Давно признано, что скандинавы на Руси были ассимилированы славянами к началу XI в., с чем связано и исчезновение скандинавских древностей в этом столетии. Вместе с тем методическим недочетом многих исследователей варяжского вопроса было то, что они рассматривали скандинавские древности в статике, без учета интенсивных этнических и социальных процессов на Руси. Даже такой тонкий знаток материальной культуры эпохи викингов, как X. Арбман, который выделил категорию вещей-"гибридов", выполненных в Восточной Европе в скандинавской манере, но с привнесением чуждых ей черт, искал "погребения чисто шведского типа" в гнёздовских курганах, "скандинавские погребения" в Киеве и т. п. (Arbman H. Sverige och Östern under vikingatiden. – In: Proxima Thule. Sverige och Europa under forntid och medeltid. Stockholm, 1962, s. 163-164).
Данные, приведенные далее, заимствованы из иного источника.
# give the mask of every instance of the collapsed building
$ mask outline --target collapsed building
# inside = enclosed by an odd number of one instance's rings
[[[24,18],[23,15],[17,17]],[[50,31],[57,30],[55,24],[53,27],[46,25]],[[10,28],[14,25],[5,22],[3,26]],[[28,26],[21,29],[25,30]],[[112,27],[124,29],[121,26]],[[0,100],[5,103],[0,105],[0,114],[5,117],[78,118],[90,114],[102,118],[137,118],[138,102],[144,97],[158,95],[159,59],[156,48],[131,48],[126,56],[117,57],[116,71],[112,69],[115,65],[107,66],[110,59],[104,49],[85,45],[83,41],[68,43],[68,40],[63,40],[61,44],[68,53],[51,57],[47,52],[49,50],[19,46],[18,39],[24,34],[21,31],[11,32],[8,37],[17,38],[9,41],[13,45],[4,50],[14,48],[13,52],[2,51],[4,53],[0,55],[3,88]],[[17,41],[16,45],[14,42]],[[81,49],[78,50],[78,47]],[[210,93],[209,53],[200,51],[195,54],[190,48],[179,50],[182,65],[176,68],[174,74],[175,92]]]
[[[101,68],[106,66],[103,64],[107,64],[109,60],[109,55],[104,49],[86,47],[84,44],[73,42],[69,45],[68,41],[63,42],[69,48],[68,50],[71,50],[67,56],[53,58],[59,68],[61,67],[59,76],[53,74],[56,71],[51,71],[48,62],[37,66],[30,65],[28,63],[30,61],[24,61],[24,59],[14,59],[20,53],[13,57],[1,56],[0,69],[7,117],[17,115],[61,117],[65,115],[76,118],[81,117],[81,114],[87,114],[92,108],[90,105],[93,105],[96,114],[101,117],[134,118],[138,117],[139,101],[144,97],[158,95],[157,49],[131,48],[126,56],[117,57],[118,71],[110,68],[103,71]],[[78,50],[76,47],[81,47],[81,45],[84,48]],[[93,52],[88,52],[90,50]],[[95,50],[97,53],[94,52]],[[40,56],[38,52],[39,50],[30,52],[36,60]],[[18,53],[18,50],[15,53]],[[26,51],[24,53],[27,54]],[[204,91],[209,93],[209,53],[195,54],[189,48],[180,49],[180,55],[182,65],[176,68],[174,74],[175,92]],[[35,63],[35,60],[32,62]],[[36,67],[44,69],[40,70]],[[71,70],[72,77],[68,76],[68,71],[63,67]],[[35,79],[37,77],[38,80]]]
Действительно, гнездовские курганы с трупосожжениями настолько близки между собой по обряду, что без этнически определимых вещей нельзя сказать, кто похоронен под насыпью, славянин или варяг. Из этого верного в принципе наблюдения об определенном культурном единстве гнёздовских Курганов делались выводы об их чисто скандинавской принадлежности (Т. Арне), предлагался "объективный" метод подсчета процента скандинавских комплексов, исходя только из этнически определимых погребений без учета преобладающей славянской среды. Следы деятельности скандинавов обнаружены и на других древнерусских поселениях, однако варяги X в., оседавшие на древнерусских погостах, в Киеве, Чернигове и других городах, унте никак не сопоставимы с "находниками" времен Олега, почти не оставившими следов в материальной культуре Руси. Это – русские дружинники скандинавского происхождения, их быт и обрядность претерпели изменения под воздействием восточноевропейских традиций. Русско-варяжские отношения на этом этапе определялись процессом формирования единой древнерусской культуры IX-X вв., отражавшим консолидацию древнерусской народности. Скандинавские традиции нивелировались общерусской культурой и в XI в. почти исчезли.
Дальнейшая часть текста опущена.